Medical bills are behind more than 60 percent of U.S. personal bankruptcies, U.S. researchers reported on Thursday in a report they said demonstrates that healthcare reform is on the wrong track.Most medical insurance only pays for a proportion of large medical bills, and has a cap on the total it will pay. You can get medical insurance that covers everything above a large deductible, but most people probably don’t know it exists, insurers don’t want to sell it, and many people probably couldn’t afford the deductible for small medical expenses.More than 75 percent of these bankrupt families had health insurance but still were overwhelmed by their medical debts, the team at Harvard Law School, Harvard Medical School and Ohio University reported in the American Journal of Medicine.
“Unless you’re Warren Buffett, your family is just one serious illness away from bankruptcy,” Harvard’s Dr. David Himmelstein, an advocate for a single-payer health insurance program for the United States, said in a statement.

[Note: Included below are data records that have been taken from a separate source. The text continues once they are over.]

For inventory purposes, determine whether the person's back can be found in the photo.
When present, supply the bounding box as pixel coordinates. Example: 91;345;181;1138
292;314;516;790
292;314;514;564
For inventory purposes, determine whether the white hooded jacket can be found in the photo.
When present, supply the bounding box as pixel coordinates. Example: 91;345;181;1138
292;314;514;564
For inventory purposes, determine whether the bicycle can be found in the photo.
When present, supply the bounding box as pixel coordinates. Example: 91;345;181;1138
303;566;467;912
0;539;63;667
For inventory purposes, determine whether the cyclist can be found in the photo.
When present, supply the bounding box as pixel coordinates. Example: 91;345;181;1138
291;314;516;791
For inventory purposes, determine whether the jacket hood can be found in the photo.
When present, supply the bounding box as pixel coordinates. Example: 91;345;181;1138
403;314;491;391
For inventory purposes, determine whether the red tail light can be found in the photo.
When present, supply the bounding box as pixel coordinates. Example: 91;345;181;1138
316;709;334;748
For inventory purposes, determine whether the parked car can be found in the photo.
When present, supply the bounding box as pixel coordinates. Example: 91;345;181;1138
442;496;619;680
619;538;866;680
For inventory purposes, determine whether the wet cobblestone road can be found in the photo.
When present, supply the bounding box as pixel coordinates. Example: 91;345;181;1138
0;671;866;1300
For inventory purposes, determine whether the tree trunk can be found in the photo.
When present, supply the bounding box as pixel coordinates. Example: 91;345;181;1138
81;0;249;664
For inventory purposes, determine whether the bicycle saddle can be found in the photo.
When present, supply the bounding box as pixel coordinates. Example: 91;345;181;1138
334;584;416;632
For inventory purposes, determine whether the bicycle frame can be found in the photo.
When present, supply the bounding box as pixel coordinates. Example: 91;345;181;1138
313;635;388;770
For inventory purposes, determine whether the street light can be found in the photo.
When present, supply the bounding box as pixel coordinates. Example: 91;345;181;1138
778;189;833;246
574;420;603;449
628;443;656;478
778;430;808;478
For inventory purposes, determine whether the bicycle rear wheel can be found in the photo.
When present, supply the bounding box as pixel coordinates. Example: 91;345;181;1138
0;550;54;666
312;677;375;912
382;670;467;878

“For middle-class Americans, health insurance offers little protection,” he added.
The United States is embarking on an overhaul of its healthcare system, now a patchwork of public programs such as Medicare for the elderly and disabled and employer-sponsored health insurance that leaves 15 percent of the population with no coverage.
The researchers and some consumer advocates said the study showed the proposals under the most serious consideration are unlikely to help many Americans. They are pressing for a so-called single payer plan, in which one agency, usually the government, coordinates health coverage.